The other week I worked on a project to “rehabilitate” two already-encoded letters that are badly specified, and which cause problems to people using Cyrillic in the UCS. Not problems just for the end user, but problems for implementers as well. The characters in question are U+0478 CYRILLIC CAPITAL LETTER UK, U+0479 CYRILLIC SMALL LETTER UK, U+047C CYRILLIC CAPITAL LETTER OMEGA WITH TITLO, U+047D CYRILLIC SMALL LETTER OMEGA WITH TITLO. The exciting story is found in
this document.
My idea was to come up with practical solutions that will
avoid ambiguity. On the other hand, theoretical perfection is something we don’t have the luxury for. We are doing damage control on bad choices made more than a decade ago! I am sure we would not have made those mistakes were we encoding Cyrillic for the first time today.
Today, I think we would have encoded a BROAD OMEGA and used diacritics for the beautiful omega or other things, and we would have encoded MONOGRAPH UK and left digraph UK to be encoded as a string of characters, Cyrillic
о and
у. Solution 2b and 3b in my document were attempts to achieve that situation, which would have been ideal, in my view.

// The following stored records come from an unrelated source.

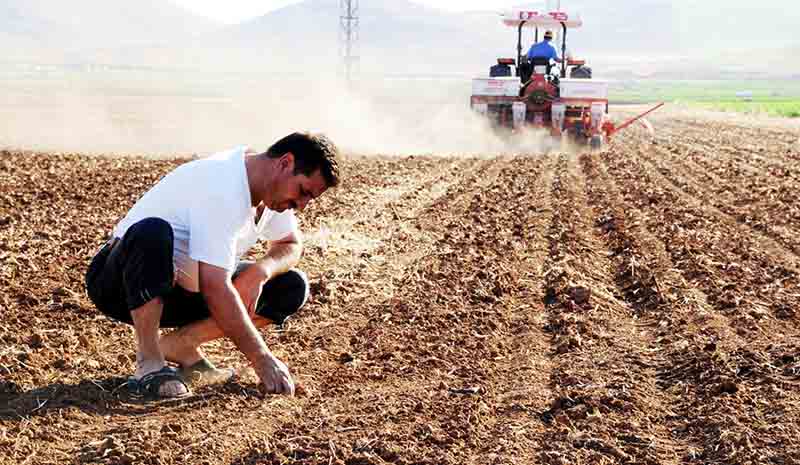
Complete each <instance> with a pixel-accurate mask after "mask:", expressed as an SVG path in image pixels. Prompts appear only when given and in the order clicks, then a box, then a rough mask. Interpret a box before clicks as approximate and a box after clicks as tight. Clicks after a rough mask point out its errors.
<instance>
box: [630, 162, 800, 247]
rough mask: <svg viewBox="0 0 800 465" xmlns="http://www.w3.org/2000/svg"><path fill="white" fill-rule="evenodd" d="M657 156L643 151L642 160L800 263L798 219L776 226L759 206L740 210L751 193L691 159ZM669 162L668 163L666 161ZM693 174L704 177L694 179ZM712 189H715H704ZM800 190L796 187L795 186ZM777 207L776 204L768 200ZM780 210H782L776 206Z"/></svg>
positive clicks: (700, 198) (695, 196) (694, 177)
mask: <svg viewBox="0 0 800 465" xmlns="http://www.w3.org/2000/svg"><path fill="white" fill-rule="evenodd" d="M654 151H655V152H656V153H655V154H650V153H648V151H646V150H642V151H640V152H639V153H640V156H641V158H642V159H643V160H646V161H647V162H648V163H649V164H650V165H651V166H653V167H654V168H655V169H656V170H658V172H659V173H661V174H662V175H663V176H664V177H666V178H667V179H669V180H670V182H672V184H673V185H675V186H676V187H678V188H680V189H681V190H682V191H684V192H685V193H686V194H687V195H690V196H692V197H695V198H698V199H708V200H709V201H710V203H711V205H712V206H713V207H714V209H716V210H718V211H719V212H721V214H724V215H726V216H727V217H728V218H729V219H731V220H732V221H736V222H737V223H739V224H742V225H744V226H747V227H748V228H751V229H753V230H755V231H757V232H758V234H760V235H763V236H765V237H766V238H768V240H770V241H773V242H774V243H775V245H776V246H777V247H779V248H783V249H788V250H786V251H787V252H788V251H791V255H794V256H795V258H796V260H795V261H797V260H800V255H798V254H800V243H798V241H797V240H796V238H797V235H798V233H800V231H798V229H797V227H796V226H795V224H796V220H797V217H789V218H788V219H787V221H786V222H785V223H783V224H779V225H777V226H776V225H775V224H774V223H775V217H774V216H773V215H771V214H769V213H768V214H763V213H760V211H761V209H759V208H758V206H757V205H745V206H740V205H738V204H739V203H740V199H743V198H746V197H748V196H749V194H750V192H751V191H747V190H742V189H740V188H738V187H736V184H731V185H729V184H728V183H727V182H726V181H725V180H723V179H722V178H720V177H719V176H717V175H716V174H714V173H713V171H710V170H709V169H708V168H707V167H703V166H701V165H699V164H698V163H695V162H694V161H693V160H691V159H689V158H683V159H681V160H675V159H674V158H673V157H672V154H671V152H669V151H668V150H664V149H662V148H659V147H655V150H654ZM665 159H666V160H670V161H669V162H666V163H665V161H664V160H665ZM694 173H702V174H697V175H695V174H694ZM703 186H712V187H703ZM795 187H797V186H795ZM789 196H790V197H793V198H794V199H795V200H796V201H800V197H798V196H797V195H796V194H794V193H791V194H789ZM766 202H771V203H772V204H773V205H774V202H775V201H774V200H771V201H770V200H769V199H767V200H766ZM777 207H778V210H781V206H779V205H778V206H777ZM783 209H784V210H790V211H791V210H792V209H795V210H796V209H797V206H796V204H795V205H793V204H792V203H789V204H788V205H786V206H785V207H783Z"/></svg>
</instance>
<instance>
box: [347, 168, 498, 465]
mask: <svg viewBox="0 0 800 465" xmlns="http://www.w3.org/2000/svg"><path fill="white" fill-rule="evenodd" d="M506 163H507V161H506V160H503V159H498V160H494V161H491V162H489V163H488V164H486V165H483V168H485V170H484V169H481V170H478V171H476V172H473V173H471V174H470V176H469V177H468V178H467V179H466V181H465V182H463V183H457V184H454V185H452V186H451V188H450V189H448V192H447V193H446V194H445V195H444V196H443V197H442V198H440V199H439V200H438V201H434V202H433V203H432V204H431V205H429V206H427V207H425V208H422V209H421V210H420V212H419V215H418V217H417V218H413V217H412V219H414V220H415V223H416V224H417V226H418V227H420V229H422V230H426V231H427V232H428V233H430V234H432V235H436V236H437V237H439V238H440V239H439V242H438V244H437V247H436V250H437V251H436V252H435V253H432V254H428V255H425V256H423V257H420V258H419V259H417V260H416V261H414V262H412V263H411V264H410V265H409V266H408V267H407V268H406V270H404V272H403V273H402V275H400V276H398V277H397V278H396V279H399V280H403V281H404V285H403V286H402V287H400V288H399V289H398V292H397V294H395V295H394V296H392V297H391V298H390V299H389V300H387V301H385V302H383V303H382V304H381V308H380V312H381V313H380V314H376V315H375V316H374V318H372V319H371V320H370V321H369V323H368V325H367V326H365V327H362V328H361V331H360V332H359V333H357V334H356V335H355V336H354V337H353V338H352V339H351V343H352V354H353V355H354V356H355V357H356V358H357V360H359V361H361V363H363V364H364V365H365V366H366V367H367V368H368V370H362V371H366V373H363V374H362V376H364V375H365V379H364V380H363V382H362V385H363V386H364V391H363V393H360V394H361V395H362V396H364V397H371V396H373V394H370V393H371V392H381V391H385V390H386V388H387V386H393V387H392V389H391V390H392V391H400V392H405V393H406V396H407V397H408V399H409V402H410V404H409V406H408V407H407V408H405V409H401V410H404V412H403V413H400V412H398V413H397V414H395V415H391V416H390V417H389V418H386V417H385V416H384V415H379V417H378V418H375V419H373V423H374V421H378V422H381V421H383V422H384V423H381V424H378V425H375V424H373V425H371V426H369V428H368V429H371V430H373V431H382V432H381V433H377V434H376V435H375V436H374V437H373V439H374V440H375V445H374V446H373V445H371V446H370V447H369V450H366V451H364V452H366V453H370V452H371V453H374V454H377V455H379V456H381V457H383V458H384V459H385V460H390V459H392V458H393V457H397V456H398V454H399V456H402V457H403V458H404V459H405V460H409V461H414V460H416V461H420V462H421V463H427V461H428V460H432V463H472V462H471V459H470V457H469V455H468V454H466V455H465V451H466V450H476V449H478V448H479V446H480V445H479V442H480V441H481V440H482V438H484V437H485V434H484V433H483V430H484V428H485V426H484V424H483V423H484V422H485V421H486V418H487V417H488V416H489V415H487V409H489V408H490V407H489V406H488V405H487V403H486V402H485V401H484V400H483V396H484V395H488V394H482V395H478V396H475V395H470V394H469V392H472V391H470V389H472V388H475V387H477V388H478V392H480V393H483V392H486V385H487V383H488V381H487V377H488V371H487V368H488V367H487V364H486V363H485V362H484V363H477V362H478V361H480V360H481V359H483V358H486V357H487V352H488V354H489V356H492V354H494V356H504V355H505V354H507V353H508V350H509V349H508V348H507V347H504V346H503V342H502V341H503V340H505V337H506V336H503V337H501V336H500V335H498V334H497V333H498V331H499V329H498V328H502V326H503V325H504V324H503V322H502V321H501V322H498V321H495V320H494V319H492V318H495V319H496V318H499V317H500V315H501V313H500V312H499V311H498V310H496V309H495V308H494V307H493V306H491V305H488V304H487V302H484V299H487V298H489V299H491V297H490V296H491V295H492V294H491V290H492V288H491V287H489V288H488V289H484V288H480V289H475V288H474V285H473V284H471V283H470V281H469V280H470V279H474V275H475V273H476V270H475V268H474V267H470V266H468V265H469V262H470V261H471V260H474V259H475V258H476V257H475V256H473V255H472V254H470V256H469V257H467V258H466V263H465V266H462V267H456V268H451V267H453V262H456V261H458V259H459V257H460V253H458V250H459V249H460V248H461V247H459V248H457V249H452V248H451V247H450V244H453V242H454V241H455V242H459V241H463V242H462V243H461V244H462V245H467V244H466V243H469V244H472V246H473V247H475V245H476V244H477V245H480V244H483V243H485V241H486V239H482V238H481V237H483V236H485V234H486V233H485V231H484V232H483V233H482V234H472V235H471V234H469V233H468V234H467V235H466V237H465V236H462V235H461V234H460V232H461V231H481V229H482V228H485V226H482V225H481V223H480V220H476V218H479V217H475V216H473V215H472V214H470V211H473V210H475V209H476V208H478V204H479V203H480V202H479V200H476V199H479V198H480V197H481V196H482V195H483V194H482V193H483V192H484V191H486V190H491V189H492V188H493V186H494V183H495V180H496V179H497V177H498V176H499V175H500V172H501V169H502V167H503V166H505V164H506ZM462 218H471V219H472V220H473V221H475V222H476V224H474V226H475V228H474V229H473V228H470V225H469V223H471V221H467V224H459V228H458V229H455V228H454V227H453V225H452V224H450V227H448V228H443V225H444V224H446V222H450V223H452V222H454V221H457V222H459V223H461V222H462ZM488 221H491V219H489V220H488ZM448 232H450V233H451V234H452V235H450V236H448V235H447V234H445V233H448ZM484 272H485V273H488V274H487V275H486V279H487V280H489V283H488V284H487V285H488V286H493V285H496V281H495V280H494V279H495V278H496V275H495V274H494V273H493V271H492V270H491V269H488V271H487V270H484ZM484 287H485V286H484ZM476 303H477V304H479V305H480V304H481V303H483V304H486V307H485V308H480V307H479V308H473V307H474V306H475V304H476ZM393 341H402V342H401V343H400V344H399V345H398V343H397V342H393ZM412 346H413V347H414V349H413V350H412V349H410V347H412ZM408 351H413V352H415V353H416V354H418V355H419V357H421V359H416V360H415V359H409V358H408V357H407V356H406V355H405V353H406V352H408ZM432 373H433V376H432V375H431V374H432ZM481 375H482V376H481ZM458 389H466V391H465V394H458V393H454V392H453V391H452V390H458ZM392 400H393V399H381V400H380V401H377V400H373V401H372V403H373V404H374V405H375V408H377V409H378V410H379V411H382V412H384V413H385V410H383V409H386V408H387V405H388V404H390V403H391V401H392ZM389 410H390V411H391V409H389ZM412 412H413V413H412ZM389 420H391V422H390V423H386V421H389ZM410 438H417V439H416V440H414V441H411V440H410ZM420 442H421V443H422V444H423V446H424V447H419V443H420ZM398 447H399V450H402V451H404V453H399V451H398ZM432 457H435V458H432ZM477 463H481V462H477Z"/></svg>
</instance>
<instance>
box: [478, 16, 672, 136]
mask: <svg viewBox="0 0 800 465" xmlns="http://www.w3.org/2000/svg"><path fill="white" fill-rule="evenodd" d="M502 21H503V24H505V25H506V26H509V27H514V28H516V29H517V57H516V59H514V58H499V59H498V60H497V64H496V65H494V66H492V67H491V68H490V72H489V77H488V78H476V79H473V81H472V97H471V101H470V104H471V107H472V109H473V110H474V111H476V112H478V113H480V114H482V115H484V116H485V117H487V118H488V119H489V120H490V121H491V123H492V125H493V126H494V127H496V128H498V129H507V130H511V131H512V132H514V133H519V132H524V131H526V130H528V129H531V128H534V129H536V128H538V129H542V130H545V131H548V132H549V134H550V135H551V136H552V138H553V139H554V140H555V141H557V142H560V141H561V140H562V139H563V138H564V137H566V138H568V139H570V140H572V141H575V142H577V143H579V144H589V145H591V146H592V147H593V148H600V147H601V146H602V145H603V140H604V139H608V138H609V137H611V135H612V134H613V133H614V132H616V131H618V130H619V129H622V128H623V127H625V126H628V125H629V124H631V123H632V122H634V121H636V120H638V119H639V118H641V117H643V116H644V115H645V114H647V113H649V112H650V111H653V110H655V108H653V109H651V110H649V111H647V112H646V113H644V114H642V115H639V116H637V117H636V118H633V119H631V120H629V121H627V122H626V123H624V124H623V125H621V126H620V127H619V128H617V127H615V125H614V123H612V122H611V121H610V120H609V119H608V82H606V81H601V80H597V79H592V71H591V68H588V67H586V66H585V62H584V61H583V60H576V59H572V57H569V56H568V54H567V45H566V39H567V31H568V30H569V29H574V28H578V27H581V26H582V25H583V22H582V21H581V18H580V16H578V15H572V14H569V13H567V12H563V11H551V12H540V11H529V10H515V11H513V12H511V13H510V14H505V15H503V17H502ZM524 28H531V29H533V30H534V33H535V38H534V40H535V42H539V32H540V31H541V30H547V31H548V32H547V33H546V34H549V33H550V32H549V31H552V30H556V31H559V32H560V36H561V37H560V39H561V53H560V55H561V58H562V62H561V63H560V66H559V65H556V66H553V65H552V64H551V63H550V59H549V58H539V57H533V59H532V60H529V59H528V57H527V55H525V54H524V53H523V46H522V31H523V29H524ZM512 67H515V68H516V70H515V73H514V74H515V75H513V76H512ZM568 67H569V77H567V71H568ZM658 106H661V105H658ZM656 108H657V107H656Z"/></svg>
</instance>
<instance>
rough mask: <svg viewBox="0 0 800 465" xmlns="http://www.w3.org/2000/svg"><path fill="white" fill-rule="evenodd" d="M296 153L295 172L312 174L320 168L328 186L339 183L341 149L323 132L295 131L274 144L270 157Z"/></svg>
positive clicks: (326, 183)
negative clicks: (330, 139) (315, 132)
mask: <svg viewBox="0 0 800 465" xmlns="http://www.w3.org/2000/svg"><path fill="white" fill-rule="evenodd" d="M289 152H291V153H292V155H294V174H302V175H305V176H311V175H312V174H314V172H315V171H317V170H319V171H320V174H322V177H323V178H324V179H325V183H326V184H327V185H328V187H336V186H337V185H339V164H338V160H337V158H338V157H339V149H337V148H336V145H334V143H333V142H332V141H331V140H330V139H328V137H327V136H325V135H323V134H311V133H307V132H295V133H292V134H289V135H288V136H286V137H284V138H283V139H281V140H279V141H278V142H275V143H274V144H272V147H270V148H269V149H268V150H267V156H268V157H269V158H280V157H282V156H284V155H286V154H287V153H289Z"/></svg>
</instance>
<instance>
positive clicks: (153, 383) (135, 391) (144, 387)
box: [128, 367, 191, 399]
mask: <svg viewBox="0 0 800 465" xmlns="http://www.w3.org/2000/svg"><path fill="white" fill-rule="evenodd" d="M170 381H177V382H179V383H181V384H183V387H185V388H186V392H184V393H182V394H176V395H165V394H162V393H161V386H162V385H163V384H164V383H167V382H170ZM128 389H129V390H130V391H131V392H132V393H133V394H135V395H140V396H144V397H147V398H150V399H180V398H182V397H187V396H190V395H191V392H190V391H189V385H188V384H186V382H185V381H184V380H183V378H181V377H180V376H179V375H178V373H177V372H176V371H175V370H174V369H172V368H170V367H164V368H162V369H160V370H158V371H154V372H151V373H148V374H146V375H144V376H142V377H141V378H139V379H136V378H128Z"/></svg>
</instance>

The UTC was conservative on the side of stability, and more or less chose solutions 2a and 3a. (It's not done till it's published of course.) I had a concern that if they choose 2a, it will be possible to represent beautiful omega both as 047D and as BROAD OMEGA with two diacritics, and those will not be equivalent, which would cause ambiguity in text representation. (Of course, we have this now with OMEGA WITH TITLO, so the situation would not be
worse than it is today.)
I thought that the case against 3a is a good deal stronger. A number of vendors are happy shipping monograph glyphs for 0479, and this poses no security issues. Looking at the Cyrillic fonts shipping with Windows XP, however, I found that all but one of them avoids encoding this character at all. My guess is that this is a question of security. So... we still have a problem here, since digraph UK can be represented by two letters, or (in principle) by this UK. I am thinking that the best solution for security's sake is to recommend that the reference glyphs for 0479 are drawn with half-width letters, to distinguish it and make it unappealing to use the character at all. This is tantamount to deprecation—if everyone does this in their fonts, it would be a real solution.